The city’s mayor added that Houston’s climate action plan — a strategy to reduce greenhouse gas emissions, improve regional air quality and build climate resilience — is on the way. origin of the purchase of electric vehicles. By 2030, the Houston Climate Action Plan hopes that all non-emergency light-duty municipal vehicles will be converted to electric.

Lower energy and maintenance costs will result in significant savings for the municipal fleet, and these reductions are expected to expand as the cost difference between internal combustion engine vehicles and battery electric vehicles continues to grow. to reduce one’s self. The cost of these battery-electric pickups, for example, is only 7% ($2,774) more than a comparably equipped gas-powered truck. With that, Mayor Turner plans to submit more electric and low-emission vehicle purchases to council soon, while the electric vehicles that have been acquired will be used across the city.

Houston Airport System, Department of Neighborhoods, Houston Health Department, Solid Waste Management Department, Houston Administration and Regulatory Affairs Department, Houston Police Department, Houston Fire Department, Houston Parks and Recreation Department, Fleet Management Department and the General Services Department have all purchased power. vehicles as a result of this achievement.

The transition to electric and low-emission vehicles will bring both environmental and financial benefits to the community; the information collected on the functioning of EVs in the various applications of the City will be used to optimize future deployments of EVs.
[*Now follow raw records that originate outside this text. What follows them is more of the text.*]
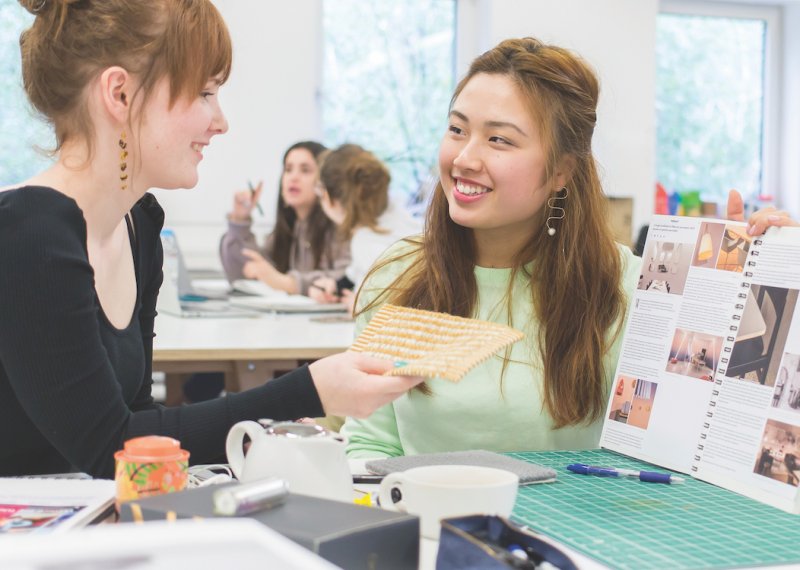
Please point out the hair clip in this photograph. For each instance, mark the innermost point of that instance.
(556, 212)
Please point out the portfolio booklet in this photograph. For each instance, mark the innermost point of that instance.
(708, 380)
(38, 505)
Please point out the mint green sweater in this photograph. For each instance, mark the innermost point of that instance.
(480, 411)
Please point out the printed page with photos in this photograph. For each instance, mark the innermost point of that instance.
(751, 438)
(39, 505)
(708, 335)
(680, 317)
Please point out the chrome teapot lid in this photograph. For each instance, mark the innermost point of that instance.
(292, 429)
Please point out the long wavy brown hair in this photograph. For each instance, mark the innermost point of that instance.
(575, 283)
(321, 227)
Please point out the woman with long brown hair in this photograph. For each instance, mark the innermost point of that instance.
(131, 89)
(304, 244)
(516, 233)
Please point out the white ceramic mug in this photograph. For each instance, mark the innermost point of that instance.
(436, 492)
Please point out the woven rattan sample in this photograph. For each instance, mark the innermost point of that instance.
(432, 344)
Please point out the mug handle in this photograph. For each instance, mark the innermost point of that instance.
(235, 442)
(391, 482)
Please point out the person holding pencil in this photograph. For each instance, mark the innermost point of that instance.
(304, 244)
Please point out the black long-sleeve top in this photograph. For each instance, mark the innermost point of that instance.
(73, 388)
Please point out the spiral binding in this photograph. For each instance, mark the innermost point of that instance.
(722, 368)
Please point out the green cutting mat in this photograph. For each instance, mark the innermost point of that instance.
(626, 523)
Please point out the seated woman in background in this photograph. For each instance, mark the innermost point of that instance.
(304, 244)
(354, 194)
(516, 233)
(131, 90)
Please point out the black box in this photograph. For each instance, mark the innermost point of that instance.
(348, 535)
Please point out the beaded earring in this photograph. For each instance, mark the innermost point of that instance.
(556, 212)
(123, 161)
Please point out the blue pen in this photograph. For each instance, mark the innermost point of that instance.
(647, 476)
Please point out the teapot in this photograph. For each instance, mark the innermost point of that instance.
(308, 457)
Compared to a normal gasoline-powered car, each electric vehicle is estimated to save the city about $16,000 in total operating costs and reduce greenhouse gas emissions and greenhouse gas emissions. upstream greenhouse of 25 tons over a period of 8 years.

This purchase will complement the existing fleet of 40 battery electric vehicles. To support the delivery of more electric vehicles, the City of Houston is aggressively installing electric vehicle charging infrastructure at multiple sites across the city.
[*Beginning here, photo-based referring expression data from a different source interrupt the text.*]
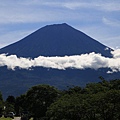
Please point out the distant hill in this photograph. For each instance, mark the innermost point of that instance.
(52, 40)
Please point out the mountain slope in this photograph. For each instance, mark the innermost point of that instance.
(52, 40)
(55, 40)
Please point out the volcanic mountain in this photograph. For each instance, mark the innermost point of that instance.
(51, 40)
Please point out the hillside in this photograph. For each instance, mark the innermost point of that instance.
(52, 40)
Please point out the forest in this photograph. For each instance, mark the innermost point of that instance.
(96, 101)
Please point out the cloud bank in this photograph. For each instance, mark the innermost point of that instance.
(83, 61)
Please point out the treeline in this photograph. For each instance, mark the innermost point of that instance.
(96, 101)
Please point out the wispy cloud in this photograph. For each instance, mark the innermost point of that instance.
(113, 22)
(83, 61)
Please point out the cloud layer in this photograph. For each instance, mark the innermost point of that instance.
(83, 61)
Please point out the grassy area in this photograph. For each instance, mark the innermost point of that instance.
(2, 118)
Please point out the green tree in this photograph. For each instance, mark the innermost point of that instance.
(39, 99)
(20, 104)
(1, 103)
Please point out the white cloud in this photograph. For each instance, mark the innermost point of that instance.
(83, 61)
(114, 22)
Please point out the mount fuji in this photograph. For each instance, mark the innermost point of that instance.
(51, 41)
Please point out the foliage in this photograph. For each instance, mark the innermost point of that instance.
(2, 118)
(97, 101)
(39, 98)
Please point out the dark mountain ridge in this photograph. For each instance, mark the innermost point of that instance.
(52, 40)
(55, 40)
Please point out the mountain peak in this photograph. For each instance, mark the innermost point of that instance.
(56, 40)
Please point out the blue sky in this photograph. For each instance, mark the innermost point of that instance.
(99, 19)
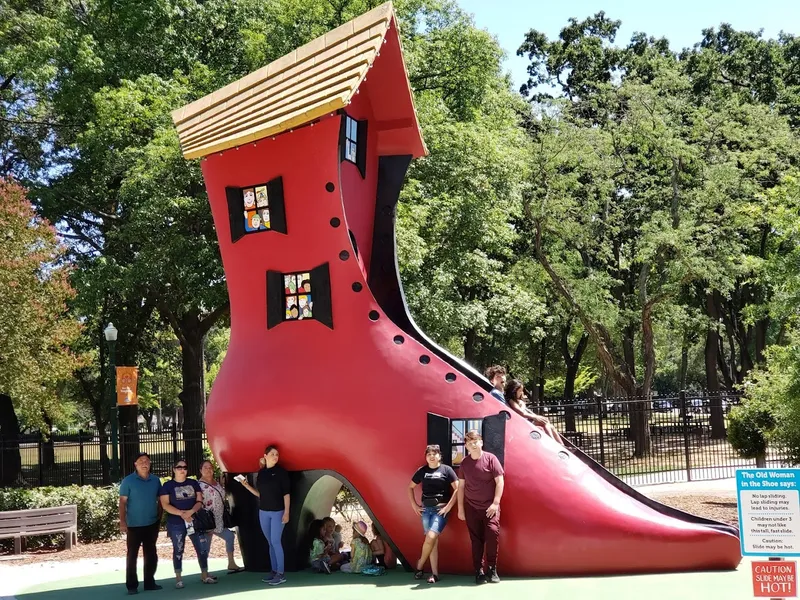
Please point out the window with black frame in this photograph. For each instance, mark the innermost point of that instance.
(297, 296)
(255, 205)
(351, 140)
(458, 430)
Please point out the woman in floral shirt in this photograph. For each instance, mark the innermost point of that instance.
(213, 500)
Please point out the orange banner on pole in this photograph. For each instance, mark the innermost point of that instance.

Mayor Turner unveiled Houston’s first 2020 climate action plan in honor of the 50th anniversary of Earth Day. It is a science-based, community-based strategy for the city to reduce greenhouse gas emissions; achieving the Paris Agreement’s carbon neutrality target by 2050 and leading a global energy transition.

Although these are tough and difficult times, the City of Houston is committed to investing more than ever to build a more sustainable and resilient city, so Houston’s Climate Action Plan is an important aspect of the efforts to restore the climate. Mayor Turner after Hurricane Harvey, and his builds on Resilient Houston, the city’s recently released resilience strategy that has been identified as a major threat to the city’s future.
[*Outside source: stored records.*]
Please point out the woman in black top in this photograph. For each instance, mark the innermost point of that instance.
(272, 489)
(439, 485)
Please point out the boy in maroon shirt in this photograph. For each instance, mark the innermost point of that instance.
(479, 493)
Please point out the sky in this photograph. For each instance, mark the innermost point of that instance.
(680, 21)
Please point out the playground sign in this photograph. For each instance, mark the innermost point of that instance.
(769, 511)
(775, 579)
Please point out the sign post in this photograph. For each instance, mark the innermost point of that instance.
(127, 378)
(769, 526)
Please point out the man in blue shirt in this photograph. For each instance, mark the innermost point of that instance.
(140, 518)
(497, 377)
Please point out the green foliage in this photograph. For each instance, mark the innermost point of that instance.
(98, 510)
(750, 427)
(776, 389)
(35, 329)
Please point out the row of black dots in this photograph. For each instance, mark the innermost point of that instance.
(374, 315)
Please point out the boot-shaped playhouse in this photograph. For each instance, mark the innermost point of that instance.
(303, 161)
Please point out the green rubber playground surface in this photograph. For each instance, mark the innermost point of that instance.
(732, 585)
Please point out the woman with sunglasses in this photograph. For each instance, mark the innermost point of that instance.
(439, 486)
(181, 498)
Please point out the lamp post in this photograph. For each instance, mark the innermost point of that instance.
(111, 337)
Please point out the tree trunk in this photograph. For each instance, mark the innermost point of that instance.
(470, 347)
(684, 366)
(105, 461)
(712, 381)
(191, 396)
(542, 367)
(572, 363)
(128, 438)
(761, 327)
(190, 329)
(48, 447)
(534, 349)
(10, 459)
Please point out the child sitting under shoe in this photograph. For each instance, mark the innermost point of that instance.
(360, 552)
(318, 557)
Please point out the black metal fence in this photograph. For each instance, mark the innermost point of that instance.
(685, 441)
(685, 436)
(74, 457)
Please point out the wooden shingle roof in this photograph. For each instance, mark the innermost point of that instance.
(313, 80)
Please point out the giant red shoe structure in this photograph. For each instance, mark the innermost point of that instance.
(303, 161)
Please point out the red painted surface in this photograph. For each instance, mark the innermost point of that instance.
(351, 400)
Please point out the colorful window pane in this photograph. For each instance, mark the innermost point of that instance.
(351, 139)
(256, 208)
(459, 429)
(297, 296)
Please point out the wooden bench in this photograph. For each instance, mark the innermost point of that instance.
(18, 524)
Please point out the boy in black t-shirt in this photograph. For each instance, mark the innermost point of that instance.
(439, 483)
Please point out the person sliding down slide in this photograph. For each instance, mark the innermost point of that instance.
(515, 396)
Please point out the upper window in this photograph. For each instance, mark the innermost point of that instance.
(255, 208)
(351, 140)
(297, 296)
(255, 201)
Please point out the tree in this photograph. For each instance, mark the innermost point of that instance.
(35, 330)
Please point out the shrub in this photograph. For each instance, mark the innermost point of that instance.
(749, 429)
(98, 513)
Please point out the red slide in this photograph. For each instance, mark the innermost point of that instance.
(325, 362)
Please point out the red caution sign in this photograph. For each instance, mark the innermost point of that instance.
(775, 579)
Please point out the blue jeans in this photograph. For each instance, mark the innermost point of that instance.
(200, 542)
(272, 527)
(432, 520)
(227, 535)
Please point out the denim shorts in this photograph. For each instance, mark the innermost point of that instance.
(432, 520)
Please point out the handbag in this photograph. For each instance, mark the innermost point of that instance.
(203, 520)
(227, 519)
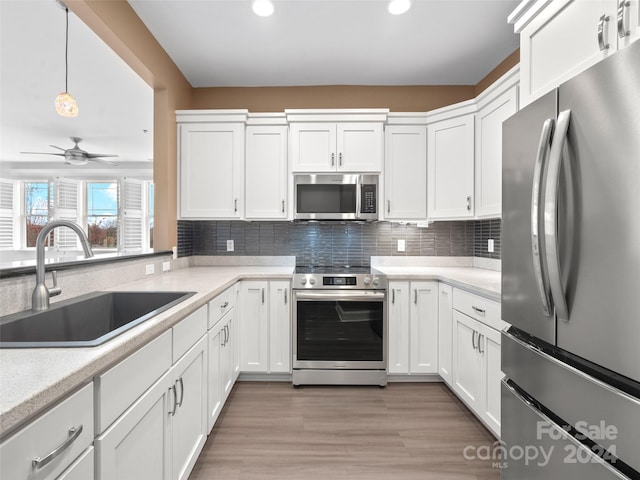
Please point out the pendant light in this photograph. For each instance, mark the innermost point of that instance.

In the energy capital of the world, Houston provided a powerful example of how to fight climate change and reduce emissions. Through building efficiency improvements, investments in renewable energy and conversion to hybrid, electric and alternative fuel cars, Houston has reduced municipal emissions by 37% since 2005.

Reducing emissions and leading the global energy transition is a community initiative that will compel citizens and businesses to act. For more than a year, the City of Houston Office of Sustainability consulted with community stakeholders, students, businesses, nonprofit organizations, Houston academic institutions, environmental experts and the energy sector to ensure that the plan had community buy-in and was seen to be both ambitious and achievable.